Non è stato il primo Giovanni, non sarà l’ultimo, ma la profondità del sentimento e del desiderio sconvolge profondamente David, anche nella tollerante Parigi, anche nella cerchia di amici che si trova a frequentare. Ed è qui, nel rinnegare se stesso e la propria identità, che si consuma il dramma maggiormente difficile da accettare, più della colpa e punizione di Giovanni, sorta di vittima sacrificale di questa storia di outsider. L’occultamento dell’omosessualità del protagonista si intreccia alla riflessione su intimità, legami affettivi, mancanze, instabilità dei sentimenti e delle relazioni. Ma anche al discorso sulla casa e su cosa davvero questo significhi, sulla necessità di mettere una distanza per trovare se stessi, le contaminazioni letterarie, la fiction che si lega all’esperienza personale e la sublima in qualcosa di ben altro dallo sterile dato autobiografico. E delle resistenze al nostro io più profondo, nel nome di una necessità ad assecondare stereotipi e convenzioni:

Volevo una donna che fosse per me terreno saldo, come la terra stessa, dove potermi sempre rinnovare. Un tempo era stato così, un tempo era stato quasi così. Potevo fare in modo che lo fosse di nuovo, potevo farlo diventare realtà. Serviva solo un veloce, duro atto di forza da parte mia per diventare di nuovo me stesso. (p. 129)
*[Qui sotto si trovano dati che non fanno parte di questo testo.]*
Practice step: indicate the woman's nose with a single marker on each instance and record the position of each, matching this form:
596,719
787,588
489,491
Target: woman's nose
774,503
La stessa Hella, in fondo, è vittima delle convenzioni e del ruolo che ci si aspetta interpreti una volta esaurita la sua esperienza europea. In quello scambio disperato e diretto tra lei e David, sul finir della storia, quanto c’è di vero nei desideri che esprime e quanto è in realtà retaggio culturale, timore di venire meno a ciò che ci si aspetta da lei? Certo, non è su questo che Baldwin concentra la narrazione e il nostro sguardo, ma tant’è anche lì si posa: perché storie come queste, narrazioni tanto dense e stratificate, aprono squarci, ieri come oggi che questo autore è tornato – non ha mai smesso – ad essere letto con intensità e le sue parole sono finite, per esempio, sulle bocche dei manifestanti a seguito dell’omicidio di George Floyd. Quella folla indignata e la presa di coscienza generale che ne è scaturita trovano in Baldwin un’alternativa all'odio verso cui tanti altri scelgono invece di dirigere la protesta; pienamente consapevole nell’America razziale – razzista – del Novecento che in realtà razza è un costrutto politico, un’invenzione, e che solo uniti tutti quanti si combatte la discriminazione, l’eredità di Baldwin è anche questa: ci insegna, oggi come allora, a pensare con la nostra testa, non cedere all’odio, non rinunciare mai all’amore.